The benefits of having these kinds of start-ups are significant for medical device and pharmaceutical companies. For example, with clinical trials for EndoStim already being conducted in India and Chile, this company has shown that rapid advances in health and medicine can be achieved while still retaining “superb surgeons with high levels of skill, enthusiasm for the project, an interest in research and reasonable costs.”

So, “what’s in it for America?” The fact that companies like EndoStim are bringing venture money and core innovation to America means that if all goes as planned the company’s tiny headquarters in St. Louis will grow much larger. This will be huge for jobs and future research and development because St. Louis is where the best jobs — top management, marketing, design — and shareholders will be, and where innovation is sparked and capital is raised still matters.

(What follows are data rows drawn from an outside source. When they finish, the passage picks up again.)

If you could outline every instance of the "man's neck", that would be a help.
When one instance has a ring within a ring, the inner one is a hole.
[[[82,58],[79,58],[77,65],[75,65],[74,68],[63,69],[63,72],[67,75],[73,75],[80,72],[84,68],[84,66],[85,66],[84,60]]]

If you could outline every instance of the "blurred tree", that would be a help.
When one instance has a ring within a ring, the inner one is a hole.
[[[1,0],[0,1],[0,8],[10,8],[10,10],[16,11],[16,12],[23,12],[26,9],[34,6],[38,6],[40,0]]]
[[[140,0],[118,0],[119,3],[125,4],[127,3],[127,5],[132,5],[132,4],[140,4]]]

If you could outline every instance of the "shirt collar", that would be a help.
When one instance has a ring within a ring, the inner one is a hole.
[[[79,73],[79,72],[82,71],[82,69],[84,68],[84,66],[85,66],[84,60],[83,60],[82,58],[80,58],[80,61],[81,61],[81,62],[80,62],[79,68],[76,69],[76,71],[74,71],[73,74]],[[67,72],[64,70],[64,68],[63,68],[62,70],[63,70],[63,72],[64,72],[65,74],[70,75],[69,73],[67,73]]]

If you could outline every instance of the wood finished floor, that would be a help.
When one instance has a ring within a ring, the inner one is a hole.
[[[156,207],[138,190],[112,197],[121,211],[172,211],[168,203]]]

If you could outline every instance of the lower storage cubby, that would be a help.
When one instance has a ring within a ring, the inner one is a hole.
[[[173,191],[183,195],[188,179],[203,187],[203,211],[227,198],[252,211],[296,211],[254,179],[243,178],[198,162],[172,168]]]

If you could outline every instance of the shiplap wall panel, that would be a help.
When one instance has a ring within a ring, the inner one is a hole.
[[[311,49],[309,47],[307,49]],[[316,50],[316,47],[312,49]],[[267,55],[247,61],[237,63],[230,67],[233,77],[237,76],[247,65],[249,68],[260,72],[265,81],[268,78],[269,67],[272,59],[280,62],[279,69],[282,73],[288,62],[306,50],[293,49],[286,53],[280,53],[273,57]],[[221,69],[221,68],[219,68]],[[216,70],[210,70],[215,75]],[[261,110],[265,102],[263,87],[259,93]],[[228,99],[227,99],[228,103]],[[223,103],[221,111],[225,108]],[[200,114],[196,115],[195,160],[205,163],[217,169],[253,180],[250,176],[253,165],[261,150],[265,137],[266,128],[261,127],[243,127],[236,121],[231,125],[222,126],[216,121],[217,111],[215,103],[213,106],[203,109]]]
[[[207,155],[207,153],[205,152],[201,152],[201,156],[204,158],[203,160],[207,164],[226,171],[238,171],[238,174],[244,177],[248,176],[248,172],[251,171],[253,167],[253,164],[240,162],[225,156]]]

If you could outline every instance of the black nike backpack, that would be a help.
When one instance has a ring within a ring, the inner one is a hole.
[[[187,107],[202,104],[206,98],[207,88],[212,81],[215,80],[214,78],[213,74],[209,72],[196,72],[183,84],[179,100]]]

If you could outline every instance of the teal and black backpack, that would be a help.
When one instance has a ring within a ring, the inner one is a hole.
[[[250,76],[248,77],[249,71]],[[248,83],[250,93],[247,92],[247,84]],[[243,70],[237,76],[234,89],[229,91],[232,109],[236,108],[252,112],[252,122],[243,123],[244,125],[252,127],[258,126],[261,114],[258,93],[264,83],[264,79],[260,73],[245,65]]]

Accordingly, Congress look to reduce the regulatory burden of bringing medical innovation to market.  Most “great concepts” rarely get a chance because of the barriers to entry the government has placed on medical therapies.

As a result, we applaud the work of this company because as Mr. Friedman notes, “by spawning thousands of EndoStims — thousands — will we generate breakthrough medical treatments and the kind of good new jobs to keep raising our standard of living.”